Collect guest data from EC2 VMs for offline assessment


This tutorial walks you through the process of discovering and collecting data on EC2 virtual machine (VM) instances, to be used for offline technical assessment using the Migration Center discovery client CLI.

Objectives

In this tutorial, you will learn how to:

  • Download the mcdc CLI to assess your AWS EC2 VMs.
  • Perform AWS EC2 inventory discovery.
  • Collect guest-level information on all the VMs in an EC2 region using AWS Session Manager or SSH.
  • Generate an offline assessment report.
  • (Advanced) Modify the scripts to suit your needs.
  • (Advanced) Write an orchestration script from scratch.

Costs

This tutorial incurs no Google Cloud costs.

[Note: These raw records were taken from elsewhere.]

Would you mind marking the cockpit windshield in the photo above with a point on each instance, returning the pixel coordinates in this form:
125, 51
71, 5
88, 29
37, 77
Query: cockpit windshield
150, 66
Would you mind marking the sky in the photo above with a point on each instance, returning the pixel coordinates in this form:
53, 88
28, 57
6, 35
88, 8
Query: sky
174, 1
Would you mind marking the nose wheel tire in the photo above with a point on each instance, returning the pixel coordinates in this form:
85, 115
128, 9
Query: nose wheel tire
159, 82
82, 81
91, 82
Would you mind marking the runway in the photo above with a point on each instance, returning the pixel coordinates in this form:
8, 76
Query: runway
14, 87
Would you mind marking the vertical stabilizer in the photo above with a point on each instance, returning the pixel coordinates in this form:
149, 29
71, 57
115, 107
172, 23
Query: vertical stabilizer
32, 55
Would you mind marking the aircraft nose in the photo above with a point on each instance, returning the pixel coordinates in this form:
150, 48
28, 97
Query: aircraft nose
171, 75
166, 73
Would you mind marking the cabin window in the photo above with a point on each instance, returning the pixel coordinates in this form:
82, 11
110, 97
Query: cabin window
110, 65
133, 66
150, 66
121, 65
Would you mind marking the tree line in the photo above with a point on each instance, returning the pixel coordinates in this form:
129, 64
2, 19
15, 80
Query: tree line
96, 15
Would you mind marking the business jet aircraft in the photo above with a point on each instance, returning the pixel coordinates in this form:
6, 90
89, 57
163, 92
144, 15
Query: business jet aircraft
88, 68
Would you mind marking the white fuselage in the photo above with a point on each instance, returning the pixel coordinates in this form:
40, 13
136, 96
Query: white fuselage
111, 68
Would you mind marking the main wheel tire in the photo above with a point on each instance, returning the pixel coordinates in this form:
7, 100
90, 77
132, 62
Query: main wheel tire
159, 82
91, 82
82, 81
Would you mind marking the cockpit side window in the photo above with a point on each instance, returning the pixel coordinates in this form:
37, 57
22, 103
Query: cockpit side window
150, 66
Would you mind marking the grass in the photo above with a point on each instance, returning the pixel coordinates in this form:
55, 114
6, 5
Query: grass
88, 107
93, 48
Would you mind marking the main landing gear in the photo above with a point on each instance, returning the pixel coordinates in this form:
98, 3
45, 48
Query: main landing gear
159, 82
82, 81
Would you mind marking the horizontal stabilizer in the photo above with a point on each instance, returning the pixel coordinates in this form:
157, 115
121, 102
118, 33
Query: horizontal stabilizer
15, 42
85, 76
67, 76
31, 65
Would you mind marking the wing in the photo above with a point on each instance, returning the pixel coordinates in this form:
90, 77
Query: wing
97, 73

It is unlikely to impact your AWS costs.

Before you begin

The prerequisites depend on which way you connect to your EC2 VMs.

Session Manager

  1. Prepare a Linux machine to download and run the mcdc CLI. The Linux machine must have the following minimum requirements:

    • Linux kernel versions 2.6.23 or later
    • 4 GB RAM and 10 GB disk space
    • AWS CLI installed
  2. Ensure that the AWS CLI has the following permissions:

    • Can call aws ssm describe-instance-information
    • Can call aws ssm start-session

SSH

  1. Prepare a Linux machine to download and run the mcdc CLI. The Linux machine must satisfy the following minimum requirements:

    • Linux kernel versions 2.6.23 or later
    • 4 GB RAM and 10 GB disk space
    • AWS CLI installed
    • Network connectivity to EC2 instances (possibly through a proxy)
  2. Ensure that the AWS CLI has the following permissions:

Download the mcdc CLI

  1. Connect to the Linux machine:
    ssh MACHINE_IP
    

    Replace MACHINE_IP with the IP address of your Linux machine.

  2. Download the latest version of the mcdc CLI and make it executable:
      curl -O "https://mcdc-release.storage.googleapis.com/$(curl -s https://mcdc-release.storage.googleapis.com/latest)/mcdc"
      chmod +x mcdc
    
  3. Add the mcdc CLI to your shell path:
    PATH=$PATH:`pwd`
    

Perform an AWS inventory discovery

  • Run the inventory discovery:

    ./mcdc discover aws -r REGION
    

    Replace REGION with the region of your EC2 VMs.

    The mcdc CLI prompts you for your access key ID and secret access key.

    The output of the discover command looks similar to the following:

    Collected 166 VMs
    [✓] Collection completed.
    

Perform guest discovery

You can perform guest discovery using Session Manager or SSH.

Session Manager

This method uses the AWS Systems Manager Session Manager to perform guest discovery on all VMs with the SSM agent installed. The SSM agent is installed by default on most Amazon provided AMIs, and can be manually installed on others.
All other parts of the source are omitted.